Membrane damage was increased by the combined effect of heat and drought stress. Ultrastructural studies revealed disorganisation in cell plastids (chloroplasts, mitochondria) because of damaged membranes, and the cytoplasm reflected a strong reduction in ribosomes. Results obtained from the studies on heat and drought stress effects on membranes reflected differential sensitivity between accessions, and these results are particularly important as might be used for germplasm evaluation and selection in breeding programmes for drought and heat stress tolerance.

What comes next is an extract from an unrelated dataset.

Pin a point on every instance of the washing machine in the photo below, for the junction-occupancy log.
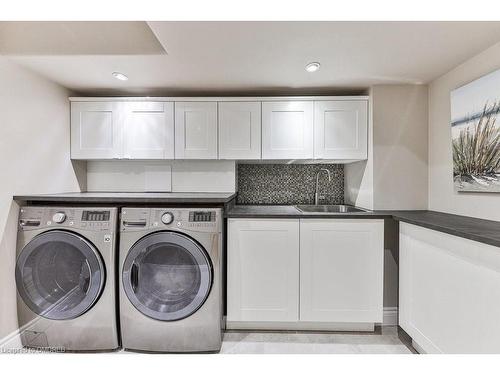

Day length certainly affected plant growth and dry matter distribution, as well as other morphological traits (like internode length): short-day treatment led to higher root dry matter accumulation than long-day treatment. Long-day treatment increased flower shedding. These results showing s significant day length effect on ahipa are in agreement with studies carried out with other accessions, and modify preliminary statements about neutral reaction to day length variation.
The nutrient uptake and accumulation studies performed during growth of ahipa under field conditions showed that pod shells and seeds are main recipients for P, and limitation in root P uptake jointly with P redistribution from leaves to fruits could probably restrict plant growth. This is suggested by critical leaf P levels recorded at some growth stages. Roots and pod-shells were main sinks for plant K, and the concentration of K in leaves showed it was ranging deficiency levels (or clearly deficient) in most dates. Deficiency of P and K would certainly affect root yield because of the implication of both nutrients in carbohydrate synthesis and translocation.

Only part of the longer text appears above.